More bad news for my couple-- when I told them that at least they, themselves, could get beds at Worthington St. Shelter, I found out that the shelter has changed its policy from taking all comers to the development of a waiting list. You have to call at 9 am. and 5 pm. each day to see if a bed has opened up. (There are only 36 beds for single homeless women in all of Springfield.)
This is scarcely the worst case of shelter denial I've heard in the last six weeks, since DHCD's new regulations went into effect. Not surprisingly (to us, anyway), many housing and shelter providers choose to say these regs are good for the families, that shelter is a bad place, and what they have to offer, instead, is a housing benefit with a $4,000 maximum. You can use it for first month's rent and a security deposit, but if my family can even find an apartment that is less than their monthly income (which is zero, at the moment), how far will $4,000 take them? The thinking on DHCD's part, such as it is, is that before the $4,000 runs out, families will be able to increase their income and stabilize their lives to be able to carry the burden of market rate housing on their own-- at a time when market rate rents have never been higher, when there's a ten year waiting list for public housing, and when most jobs are part-time and low-paying.

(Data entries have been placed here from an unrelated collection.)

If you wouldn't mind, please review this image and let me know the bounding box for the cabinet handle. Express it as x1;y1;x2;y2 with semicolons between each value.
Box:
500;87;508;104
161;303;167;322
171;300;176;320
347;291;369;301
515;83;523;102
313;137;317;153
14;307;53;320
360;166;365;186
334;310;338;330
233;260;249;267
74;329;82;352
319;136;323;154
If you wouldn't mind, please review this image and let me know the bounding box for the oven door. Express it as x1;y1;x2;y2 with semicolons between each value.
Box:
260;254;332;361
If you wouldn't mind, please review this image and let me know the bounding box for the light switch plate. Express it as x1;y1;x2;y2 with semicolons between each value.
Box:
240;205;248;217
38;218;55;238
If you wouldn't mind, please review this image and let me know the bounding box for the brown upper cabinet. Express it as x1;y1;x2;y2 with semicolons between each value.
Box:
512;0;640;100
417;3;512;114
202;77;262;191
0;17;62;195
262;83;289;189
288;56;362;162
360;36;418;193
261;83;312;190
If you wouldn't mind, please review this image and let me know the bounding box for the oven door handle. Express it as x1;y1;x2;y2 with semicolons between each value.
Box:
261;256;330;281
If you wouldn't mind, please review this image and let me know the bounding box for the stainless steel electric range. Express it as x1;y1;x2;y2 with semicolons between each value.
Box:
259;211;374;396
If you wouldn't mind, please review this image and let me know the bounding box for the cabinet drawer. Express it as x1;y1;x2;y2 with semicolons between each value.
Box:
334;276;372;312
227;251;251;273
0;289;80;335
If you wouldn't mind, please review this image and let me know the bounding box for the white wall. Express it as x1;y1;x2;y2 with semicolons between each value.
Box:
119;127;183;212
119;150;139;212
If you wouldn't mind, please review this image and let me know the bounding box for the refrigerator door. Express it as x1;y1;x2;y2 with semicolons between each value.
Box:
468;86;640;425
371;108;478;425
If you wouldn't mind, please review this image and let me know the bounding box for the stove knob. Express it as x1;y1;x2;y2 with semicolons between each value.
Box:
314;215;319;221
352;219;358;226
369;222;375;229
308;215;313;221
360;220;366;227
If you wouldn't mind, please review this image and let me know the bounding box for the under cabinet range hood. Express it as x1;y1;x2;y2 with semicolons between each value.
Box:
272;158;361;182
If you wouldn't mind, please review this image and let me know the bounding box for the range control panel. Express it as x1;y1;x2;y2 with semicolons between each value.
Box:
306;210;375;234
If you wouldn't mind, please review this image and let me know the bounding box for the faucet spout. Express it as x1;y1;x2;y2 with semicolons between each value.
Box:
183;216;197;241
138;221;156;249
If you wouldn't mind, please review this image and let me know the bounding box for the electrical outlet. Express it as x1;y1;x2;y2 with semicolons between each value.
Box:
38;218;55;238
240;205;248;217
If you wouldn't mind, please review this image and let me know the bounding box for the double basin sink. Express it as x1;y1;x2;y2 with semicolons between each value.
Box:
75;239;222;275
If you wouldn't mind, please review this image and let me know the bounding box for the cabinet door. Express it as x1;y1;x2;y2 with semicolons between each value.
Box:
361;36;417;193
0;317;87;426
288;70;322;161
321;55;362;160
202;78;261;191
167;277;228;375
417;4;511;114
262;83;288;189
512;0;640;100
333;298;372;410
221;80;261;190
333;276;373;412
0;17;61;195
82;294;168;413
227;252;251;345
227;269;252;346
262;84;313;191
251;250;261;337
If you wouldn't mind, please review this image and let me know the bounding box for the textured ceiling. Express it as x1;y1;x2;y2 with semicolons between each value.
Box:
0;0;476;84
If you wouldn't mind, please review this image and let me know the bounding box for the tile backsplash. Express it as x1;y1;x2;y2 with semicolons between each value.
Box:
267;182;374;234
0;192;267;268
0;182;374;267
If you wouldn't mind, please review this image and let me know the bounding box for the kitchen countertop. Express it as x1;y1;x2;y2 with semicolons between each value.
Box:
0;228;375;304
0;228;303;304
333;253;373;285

I could go on, but let me come to the point of this blog post: I am asking readers for two things:
First, who would be willing to open their homes and take a family in for a couple of days at a time? We promise to send you only families who literally have nowhere else to go, and who are not eligible for shelter or are still jumping through hoops. This is a very short-term solution, I know-- sort of like evacuating survivors from a war-torn country-- but it's all we can think of at the moment. We've been trying to get the attention of the Greater Springfield Council of Churches and Catholic Charities, but they've shown a remarkable lack of interest in the issue of homelessness so far.
Second, we know there are some other solutions that are possible-- and I won't describe them here-- but we need more people resources. Can you help us strategize and bring these solutions to reality?
Let me end by saying that we are really over the top here at Arise with the number of families who come to us needing help.. I even had a (now shameful) moment yesterday when I hung up the phone after talking with another homeless family and shouted to the ceiling, :"God help me!" But it's not me that needs help-- except help helping others. What can you do to help?